Courier Journal Covers the Swim Academy Kick-Off

[Written by Larry Muhammad]

Matt Spitler looked on in admiration as his 2 1/2-year-old daughter, Mikayla, floated on her back and played with water toys during a skills evaluation Sunday in the Jewish Community Center pool.

“You watching her, nana?” Spitler asked his mother-in-law, Sharon Leightty.

“It’s pretty impressive how far she’s come,” Leightty said. “Now she puts her face under, and gets rings off the bottom of the pool.”

Mikayla was among about 50 children and their families undergoing pre-registration testing for the JCC’s new Swim Academy, which is based on teaching methods by four-time Olympic Gold Medalist Lenny Krayzelburg.

“We have a pool in our family and it’s very important that Mikayla know about water safety,” said Spitler, a Jefferson County Public Schools teacher.

The Lenny Krayzelburg Swim Academy is a year-round basic-skills program for all ages that advances students from rudimentary swimming to all four strokes — freestyle, backstroke, breaststroke and butterfly. It uses teaching methods that stress pool safety and is licensed to Jewish community centers in Brooklyn, NY, Cherry Hill and Atlantic City, New Jersey, and Louisville.

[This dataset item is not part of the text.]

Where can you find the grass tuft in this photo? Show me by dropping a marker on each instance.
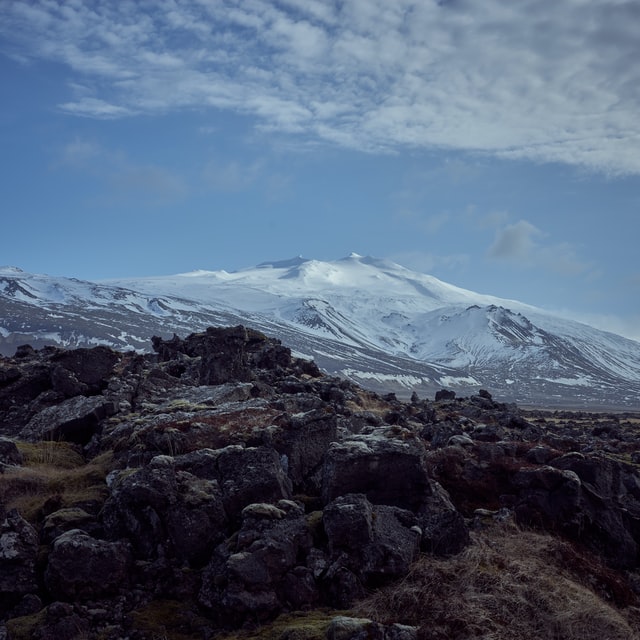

The Louisville academy, which accepts students regardless of whether they’re JCC members, opens in the wake of two recent tragic drowning deaths of children — of a 6-year-old girl at a Clarksville, Ind. hotel pool on July 21 and of a 2 1/2-year-old girl in the Ohio River in Hardin County on July 27.

“The mission and goal of the academy is teaching water safety, so kids can be safe and appreciate the aquatic environment,” Krayzelburg said in his opening remarks.

Krayzelburg, a Ukraine-born, California-based backstroke and relay-swimming phenomenon who started Swim Academy in 2005, owns and manages two of them in Los Angeles, and has taught thousands of children to swim.

The Swim Academy was licensed at Louisville JCC after its CEO, Stu Silberman, learned about the program when he met Krayszelburg at a national community-centers conference.

Fourteen Louisville JCC aquatic instructors have been trained in the Krayzelburg method, which can accommodate various class sizes and students with different skill levels.

There are private lessons for infants age three and younger; lessons for older students anxious or uncomfortable in the water; classes of up to six for students who swim well enough they’re ready to learn different strokes; and group classes for parents who want to take an active role in teaching their toddlers to swim.

On Sunday, Shayne Harper held his 23-month-old daughter Keegan poolside as his son Elijah, 5, played fearlessly in the water, dog-paddling around and diving off the board.

“He loves it,” said Harper, a Louisville civil engineer. “You have to pull him out of the water. He taught himself to swim. But my wife Heather heard about the swim academy and we thought it was a good opportunity for him to learn to swim properly.”